De saines pratiques entrepreneuriales doivent prendre en compte la planète et la dimension humaine et pas seulement le profit.”
Alors, quand l’occasion s’est présentée de participer à la formation «Créer son entreprise verte» (SYGB en anglais) organisée par l’Organisation internationale du Travail (OIT), Ilham l’a saisie. «De saines pratiques entrepreneuriales doivent prendre en compte la planète et la dimension humaine et pas seulement le profit», a-t-il déclaré. «Parce qu’elles sont indispensables pour que notre entreprise croisse durablement».

«Le raisonnement classique «la prospérité d’abord, la propreté ensuite» est dépassé: on ne peut prospérer si l’on nuit à l’environnement ou si l’on ne prend pas soin de ses employés», a déclaré Lurraine Villacorta, spécialiste de l’environnement et du travail décent à l’OIT. «Heureusement, les chefs d’entreprise, en particulier les jeunes entrepreneurs d’Indonésie, en ont pris conscience. Ce dont ils ont besoin, c’est de connaissances et d’expertise pour mettre leurs idées en pratique. C’est là que l’OIT intervient».

Mme Villacorta souligne qu’être «vert» signifie non seulement de réduire son impact sur l’environnement mais aussi de respecter les normes du travail décent, comme des conditions de travail sûres, des salaires convenables, les droits des travailleurs, le dialogue social et la protection sociale. Pendant les cours de SYGB, les formateurs ont expliqué ces principes, politiques et pratiques. Ils ont aidé Ilham et ses homologues entrepreneurs à élaborer toute une série d’initiatives vertes, y compris dans l’alimentation et l’agriculture, le tourisme durable, la gestion des déchets et le recyclage, les énergies renouvelables et les industries de la création.
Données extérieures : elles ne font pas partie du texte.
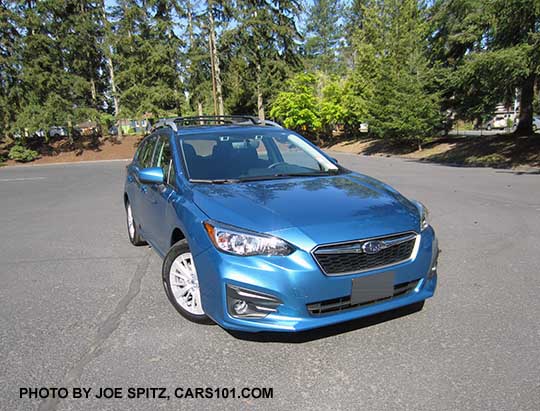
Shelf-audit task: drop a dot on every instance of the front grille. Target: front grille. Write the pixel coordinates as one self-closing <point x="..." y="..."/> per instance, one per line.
<point x="344" y="303"/>
<point x="350" y="258"/>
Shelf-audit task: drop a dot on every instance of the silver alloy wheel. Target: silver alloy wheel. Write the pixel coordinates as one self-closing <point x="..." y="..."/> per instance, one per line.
<point x="185" y="284"/>
<point x="131" y="223"/>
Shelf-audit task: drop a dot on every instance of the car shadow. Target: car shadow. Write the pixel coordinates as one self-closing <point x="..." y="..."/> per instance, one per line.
<point x="328" y="331"/>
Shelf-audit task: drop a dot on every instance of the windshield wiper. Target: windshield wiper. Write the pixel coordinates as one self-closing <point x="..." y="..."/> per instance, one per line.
<point x="215" y="181"/>
<point x="283" y="175"/>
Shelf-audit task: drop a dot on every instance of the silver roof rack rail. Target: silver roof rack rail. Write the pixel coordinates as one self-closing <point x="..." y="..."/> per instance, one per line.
<point x="166" y="122"/>
<point x="178" y="122"/>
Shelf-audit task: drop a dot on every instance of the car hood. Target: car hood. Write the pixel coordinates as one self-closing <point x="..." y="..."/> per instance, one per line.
<point x="326" y="209"/>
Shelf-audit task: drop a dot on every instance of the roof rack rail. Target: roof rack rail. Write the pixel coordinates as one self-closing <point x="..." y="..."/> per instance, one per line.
<point x="223" y="120"/>
<point x="214" y="120"/>
<point x="176" y="123"/>
<point x="166" y="122"/>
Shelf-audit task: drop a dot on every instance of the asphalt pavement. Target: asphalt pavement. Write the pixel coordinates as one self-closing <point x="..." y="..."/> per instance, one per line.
<point x="81" y="307"/>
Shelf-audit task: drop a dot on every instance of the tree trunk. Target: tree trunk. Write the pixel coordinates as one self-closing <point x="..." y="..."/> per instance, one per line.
<point x="110" y="67"/>
<point x="260" y="105"/>
<point x="524" y="127"/>
<point x="93" y="91"/>
<point x="260" y="99"/>
<point x="214" y="59"/>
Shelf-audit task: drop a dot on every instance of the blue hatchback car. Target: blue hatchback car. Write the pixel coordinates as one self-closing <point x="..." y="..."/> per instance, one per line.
<point x="262" y="231"/>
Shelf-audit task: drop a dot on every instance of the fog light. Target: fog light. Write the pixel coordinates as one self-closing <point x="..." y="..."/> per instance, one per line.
<point x="240" y="307"/>
<point x="244" y="303"/>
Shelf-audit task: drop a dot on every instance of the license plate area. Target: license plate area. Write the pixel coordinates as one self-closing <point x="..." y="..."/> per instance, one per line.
<point x="372" y="287"/>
La formation a aidé Ilham à trouver une solution pour traiter les eaux toxiques et les produits chimiques rejetés par son usine. Elle lui a donné l’idée d’installer un filtre en fibres de palmier et charbons actifs et une boîte de sédimentation pour éliminer la saleté et les déchets émanant du lavage des sérigraphies, des encres et produits chimiques et pour éviter que les eaux uses non traitées ne se déversent dans les caniveaux et les ruisseaux. Le filtre est abordable, facile à installer et faire fonctionner, ce qui veut dire que ses produits restent à un prix compétitif. Ses employés sont aussi plus heureux. «Mes activités commerciales ne font plus aucun dégât sur l’environnement et la population locale a toujours accès à l’eau potable», a expliqué Ilham. «Maintenant, je n’ai plus rien à craindre et mes clients non plus».
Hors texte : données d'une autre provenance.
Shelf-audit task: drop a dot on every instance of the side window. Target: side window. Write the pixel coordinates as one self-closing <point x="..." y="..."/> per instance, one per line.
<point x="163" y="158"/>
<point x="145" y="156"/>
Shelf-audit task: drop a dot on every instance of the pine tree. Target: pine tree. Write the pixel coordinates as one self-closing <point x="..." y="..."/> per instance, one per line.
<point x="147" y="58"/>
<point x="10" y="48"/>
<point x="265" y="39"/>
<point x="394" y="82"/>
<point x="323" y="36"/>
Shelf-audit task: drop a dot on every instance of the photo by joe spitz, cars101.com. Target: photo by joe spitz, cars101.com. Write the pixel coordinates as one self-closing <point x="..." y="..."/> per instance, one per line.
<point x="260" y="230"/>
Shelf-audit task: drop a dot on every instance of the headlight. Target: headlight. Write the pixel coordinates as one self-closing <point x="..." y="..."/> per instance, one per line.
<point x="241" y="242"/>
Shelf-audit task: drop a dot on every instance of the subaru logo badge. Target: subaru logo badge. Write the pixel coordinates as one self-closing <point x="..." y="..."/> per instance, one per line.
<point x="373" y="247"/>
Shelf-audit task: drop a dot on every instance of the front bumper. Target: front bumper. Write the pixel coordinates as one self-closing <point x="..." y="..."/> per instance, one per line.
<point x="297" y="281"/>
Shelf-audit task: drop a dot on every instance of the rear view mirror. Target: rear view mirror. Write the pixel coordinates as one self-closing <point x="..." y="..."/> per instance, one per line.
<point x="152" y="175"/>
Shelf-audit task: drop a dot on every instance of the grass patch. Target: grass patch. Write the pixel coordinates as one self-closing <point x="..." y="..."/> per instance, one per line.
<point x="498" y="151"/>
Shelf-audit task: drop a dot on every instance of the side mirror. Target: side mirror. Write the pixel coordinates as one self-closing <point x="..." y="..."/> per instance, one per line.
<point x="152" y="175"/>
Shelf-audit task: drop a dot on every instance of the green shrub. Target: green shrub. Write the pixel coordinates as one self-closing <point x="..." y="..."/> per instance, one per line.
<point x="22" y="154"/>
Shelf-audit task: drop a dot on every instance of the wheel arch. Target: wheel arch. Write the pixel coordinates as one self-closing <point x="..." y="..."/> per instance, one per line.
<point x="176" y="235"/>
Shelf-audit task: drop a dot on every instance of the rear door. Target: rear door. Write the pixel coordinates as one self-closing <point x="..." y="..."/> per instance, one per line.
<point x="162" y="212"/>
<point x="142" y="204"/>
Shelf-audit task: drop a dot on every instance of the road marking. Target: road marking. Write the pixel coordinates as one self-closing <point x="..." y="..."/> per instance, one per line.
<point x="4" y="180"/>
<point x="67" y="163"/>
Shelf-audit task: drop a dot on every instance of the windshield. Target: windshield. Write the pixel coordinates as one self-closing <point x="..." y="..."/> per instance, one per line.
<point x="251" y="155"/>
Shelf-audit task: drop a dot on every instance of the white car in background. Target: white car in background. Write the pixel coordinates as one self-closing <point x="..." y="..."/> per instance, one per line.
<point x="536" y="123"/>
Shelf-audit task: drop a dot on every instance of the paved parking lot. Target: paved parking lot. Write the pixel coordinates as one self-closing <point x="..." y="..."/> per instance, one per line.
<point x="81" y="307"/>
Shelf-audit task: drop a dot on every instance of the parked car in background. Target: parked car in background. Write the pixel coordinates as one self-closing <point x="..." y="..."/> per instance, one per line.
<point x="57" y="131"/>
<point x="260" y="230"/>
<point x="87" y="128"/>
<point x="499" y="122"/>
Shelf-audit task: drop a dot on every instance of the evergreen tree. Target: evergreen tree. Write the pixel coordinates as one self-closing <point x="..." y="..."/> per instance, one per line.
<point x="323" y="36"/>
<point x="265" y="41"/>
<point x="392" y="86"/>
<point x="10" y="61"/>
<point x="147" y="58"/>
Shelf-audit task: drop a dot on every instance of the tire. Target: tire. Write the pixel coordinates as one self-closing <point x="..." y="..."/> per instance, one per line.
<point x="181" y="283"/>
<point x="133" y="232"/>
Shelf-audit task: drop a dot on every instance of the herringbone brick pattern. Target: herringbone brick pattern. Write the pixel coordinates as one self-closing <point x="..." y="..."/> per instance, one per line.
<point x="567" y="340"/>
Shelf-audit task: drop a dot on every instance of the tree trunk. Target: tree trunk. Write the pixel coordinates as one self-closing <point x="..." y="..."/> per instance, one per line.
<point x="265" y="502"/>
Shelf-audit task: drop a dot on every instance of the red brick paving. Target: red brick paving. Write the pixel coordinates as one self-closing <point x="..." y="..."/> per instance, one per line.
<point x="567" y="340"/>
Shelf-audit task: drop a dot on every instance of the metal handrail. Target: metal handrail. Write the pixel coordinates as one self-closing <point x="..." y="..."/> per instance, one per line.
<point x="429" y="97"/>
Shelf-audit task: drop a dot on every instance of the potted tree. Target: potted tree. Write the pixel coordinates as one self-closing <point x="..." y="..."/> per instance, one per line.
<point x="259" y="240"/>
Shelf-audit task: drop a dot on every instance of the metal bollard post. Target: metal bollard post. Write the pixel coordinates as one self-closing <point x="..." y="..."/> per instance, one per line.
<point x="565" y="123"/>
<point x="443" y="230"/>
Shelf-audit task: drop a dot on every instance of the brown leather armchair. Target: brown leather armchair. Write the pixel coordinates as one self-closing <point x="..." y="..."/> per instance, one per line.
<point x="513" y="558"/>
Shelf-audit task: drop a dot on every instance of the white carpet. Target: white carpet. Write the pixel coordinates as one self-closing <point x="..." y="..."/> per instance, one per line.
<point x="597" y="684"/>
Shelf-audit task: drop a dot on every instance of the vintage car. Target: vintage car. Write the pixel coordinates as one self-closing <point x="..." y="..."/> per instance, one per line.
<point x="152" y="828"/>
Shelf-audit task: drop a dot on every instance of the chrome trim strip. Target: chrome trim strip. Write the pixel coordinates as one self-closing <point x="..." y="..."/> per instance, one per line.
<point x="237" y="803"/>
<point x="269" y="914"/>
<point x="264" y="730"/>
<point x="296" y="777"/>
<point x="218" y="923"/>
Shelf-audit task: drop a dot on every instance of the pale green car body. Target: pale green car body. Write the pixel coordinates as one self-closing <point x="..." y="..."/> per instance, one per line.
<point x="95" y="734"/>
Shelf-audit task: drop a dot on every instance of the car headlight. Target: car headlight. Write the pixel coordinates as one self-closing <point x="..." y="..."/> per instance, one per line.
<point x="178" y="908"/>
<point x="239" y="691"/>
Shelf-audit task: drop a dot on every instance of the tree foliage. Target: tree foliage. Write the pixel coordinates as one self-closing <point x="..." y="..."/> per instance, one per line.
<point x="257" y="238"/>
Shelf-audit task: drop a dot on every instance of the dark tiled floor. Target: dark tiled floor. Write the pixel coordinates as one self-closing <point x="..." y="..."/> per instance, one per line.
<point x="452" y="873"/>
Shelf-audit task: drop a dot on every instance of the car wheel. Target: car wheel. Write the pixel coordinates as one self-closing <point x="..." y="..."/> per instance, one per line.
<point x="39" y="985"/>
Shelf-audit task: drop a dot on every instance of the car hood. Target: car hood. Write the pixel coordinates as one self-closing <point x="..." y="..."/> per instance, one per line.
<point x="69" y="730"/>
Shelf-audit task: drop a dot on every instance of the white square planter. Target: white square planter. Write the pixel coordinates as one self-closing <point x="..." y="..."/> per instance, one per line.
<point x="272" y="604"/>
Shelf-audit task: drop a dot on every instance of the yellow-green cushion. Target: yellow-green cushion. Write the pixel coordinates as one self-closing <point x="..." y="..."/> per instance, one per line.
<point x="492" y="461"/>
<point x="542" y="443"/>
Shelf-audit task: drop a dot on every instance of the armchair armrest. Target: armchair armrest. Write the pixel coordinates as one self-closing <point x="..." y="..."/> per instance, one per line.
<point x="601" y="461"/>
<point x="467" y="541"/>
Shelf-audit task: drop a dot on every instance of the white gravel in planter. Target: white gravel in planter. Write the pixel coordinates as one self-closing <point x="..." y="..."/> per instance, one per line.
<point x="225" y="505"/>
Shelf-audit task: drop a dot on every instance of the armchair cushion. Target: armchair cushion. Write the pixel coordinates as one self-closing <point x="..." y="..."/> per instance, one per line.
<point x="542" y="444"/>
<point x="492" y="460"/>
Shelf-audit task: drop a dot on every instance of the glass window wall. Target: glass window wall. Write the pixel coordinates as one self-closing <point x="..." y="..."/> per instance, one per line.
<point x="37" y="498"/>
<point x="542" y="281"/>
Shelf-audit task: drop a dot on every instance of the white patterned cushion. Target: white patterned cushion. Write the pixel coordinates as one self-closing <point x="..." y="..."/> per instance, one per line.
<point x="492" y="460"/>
Il a aussi commencé à promouvoir la dimension «verte» de son entreprise et réfléchit à de nouvelles idées, comme une encre respectueuse de l’environnement pour la sérigraphie. «Un autre plan pour écologiser davantage mon activité est de développer notre propre marque de matières naturelles et de teinture bio pour les vêtements», a-t-il précisé. A long terme, il a pour but d’étendre ses activités et de créer plus d’emplois pour sa communauté.
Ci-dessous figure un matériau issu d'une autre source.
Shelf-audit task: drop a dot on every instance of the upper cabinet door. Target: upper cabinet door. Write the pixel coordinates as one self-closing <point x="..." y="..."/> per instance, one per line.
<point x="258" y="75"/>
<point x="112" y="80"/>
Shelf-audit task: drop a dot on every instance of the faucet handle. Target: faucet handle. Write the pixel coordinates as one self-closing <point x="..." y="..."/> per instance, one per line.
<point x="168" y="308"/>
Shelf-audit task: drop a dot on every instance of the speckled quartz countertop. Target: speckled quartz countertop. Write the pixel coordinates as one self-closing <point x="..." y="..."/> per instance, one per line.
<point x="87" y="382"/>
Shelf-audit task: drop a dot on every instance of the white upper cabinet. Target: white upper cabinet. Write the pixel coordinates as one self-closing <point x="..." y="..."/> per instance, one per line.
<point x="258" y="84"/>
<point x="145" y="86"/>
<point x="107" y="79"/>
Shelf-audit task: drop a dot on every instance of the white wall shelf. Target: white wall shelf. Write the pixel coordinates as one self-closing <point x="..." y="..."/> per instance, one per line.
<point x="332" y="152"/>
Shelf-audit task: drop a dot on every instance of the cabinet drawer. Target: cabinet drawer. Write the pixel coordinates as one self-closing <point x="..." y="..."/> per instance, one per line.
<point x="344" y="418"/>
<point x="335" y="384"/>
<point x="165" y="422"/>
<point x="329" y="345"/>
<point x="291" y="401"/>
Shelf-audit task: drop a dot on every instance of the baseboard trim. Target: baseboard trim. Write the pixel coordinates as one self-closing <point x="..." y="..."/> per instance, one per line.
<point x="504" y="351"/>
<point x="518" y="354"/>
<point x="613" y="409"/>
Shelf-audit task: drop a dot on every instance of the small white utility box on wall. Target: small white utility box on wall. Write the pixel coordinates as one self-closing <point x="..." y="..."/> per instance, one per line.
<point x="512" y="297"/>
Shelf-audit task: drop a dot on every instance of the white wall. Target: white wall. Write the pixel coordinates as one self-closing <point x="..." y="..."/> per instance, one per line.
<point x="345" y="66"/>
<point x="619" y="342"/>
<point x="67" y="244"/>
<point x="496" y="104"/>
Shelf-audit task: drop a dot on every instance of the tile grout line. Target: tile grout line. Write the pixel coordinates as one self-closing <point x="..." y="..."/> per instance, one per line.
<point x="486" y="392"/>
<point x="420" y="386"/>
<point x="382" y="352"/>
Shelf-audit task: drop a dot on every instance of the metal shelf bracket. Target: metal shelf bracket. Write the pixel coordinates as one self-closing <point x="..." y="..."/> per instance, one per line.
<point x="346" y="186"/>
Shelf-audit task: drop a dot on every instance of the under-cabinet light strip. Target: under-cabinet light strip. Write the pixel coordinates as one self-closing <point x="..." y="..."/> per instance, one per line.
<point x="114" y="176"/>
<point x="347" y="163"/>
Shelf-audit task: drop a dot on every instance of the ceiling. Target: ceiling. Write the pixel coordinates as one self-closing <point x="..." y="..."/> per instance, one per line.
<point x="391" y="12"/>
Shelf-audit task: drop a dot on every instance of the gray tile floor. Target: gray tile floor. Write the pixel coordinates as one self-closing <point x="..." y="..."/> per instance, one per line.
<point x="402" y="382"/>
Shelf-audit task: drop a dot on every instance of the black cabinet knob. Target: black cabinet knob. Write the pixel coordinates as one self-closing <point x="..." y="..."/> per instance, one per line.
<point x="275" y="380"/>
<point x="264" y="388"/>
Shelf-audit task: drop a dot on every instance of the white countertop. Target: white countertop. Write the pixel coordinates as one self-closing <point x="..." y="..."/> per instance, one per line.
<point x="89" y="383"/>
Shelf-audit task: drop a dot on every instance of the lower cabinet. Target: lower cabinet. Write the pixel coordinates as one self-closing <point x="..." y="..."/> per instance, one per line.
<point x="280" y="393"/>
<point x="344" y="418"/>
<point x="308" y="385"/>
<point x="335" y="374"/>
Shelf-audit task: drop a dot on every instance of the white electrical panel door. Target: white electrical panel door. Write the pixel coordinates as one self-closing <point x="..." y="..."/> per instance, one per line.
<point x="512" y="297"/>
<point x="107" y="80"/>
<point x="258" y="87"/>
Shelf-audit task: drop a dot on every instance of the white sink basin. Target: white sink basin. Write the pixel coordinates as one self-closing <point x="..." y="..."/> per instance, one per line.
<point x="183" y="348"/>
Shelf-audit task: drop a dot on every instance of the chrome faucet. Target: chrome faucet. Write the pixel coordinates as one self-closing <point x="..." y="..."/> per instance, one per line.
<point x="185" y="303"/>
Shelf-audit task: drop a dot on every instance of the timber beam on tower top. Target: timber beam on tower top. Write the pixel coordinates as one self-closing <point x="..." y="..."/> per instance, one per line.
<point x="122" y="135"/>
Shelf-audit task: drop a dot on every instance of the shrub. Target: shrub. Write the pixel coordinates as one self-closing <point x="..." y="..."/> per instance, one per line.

La formation a aussi offert aux jeunes entrepreneurs un réseau et des débouchés commerciaux de valeur. Ilham vend maintenant les chutes de tissu de ses vêtements de sport à une autre société qui fabrique des foulards, des accessoires et des vêtements pour femmes.

Jusqu’à présent, la formation SYGB a permis à presque 200 entrepreneurs dans six provinces d’Indonésie de concilier leurs ambitions commerciales et les enjeux liés à l’environnement et au changement climatique, soit en fabriquant des produits respectueux de l’environnement soit en utilisant des procédés de fabrication respectueux de l’environnement.

«De plus en plus de jeunes entrepreneurs comme Ilham pensent au long terme et veulent adopter une approche plus durable de leur entreprise», a déclaré Peter Van Rooij, directeur du Bureau de pays de l’OIT pour l’Indonésie. «Ils savent que l’économie indonésienne s’est rapidement développée au cours des dernières années mais que le développement a affecté l’environnement et ils veulent emprunter une voie nouvelle. L’OIT est heureuse de les aider et de favoriser l’émergence d’une économie plus verte et plus durable».

La formation SYGB a été organisée grâce au financement du programme de partenariat OIT/République de Corée dans le cadre du Programme d’emplois verts pour l’Asie et le Pacifique (Emplois verts-A/P).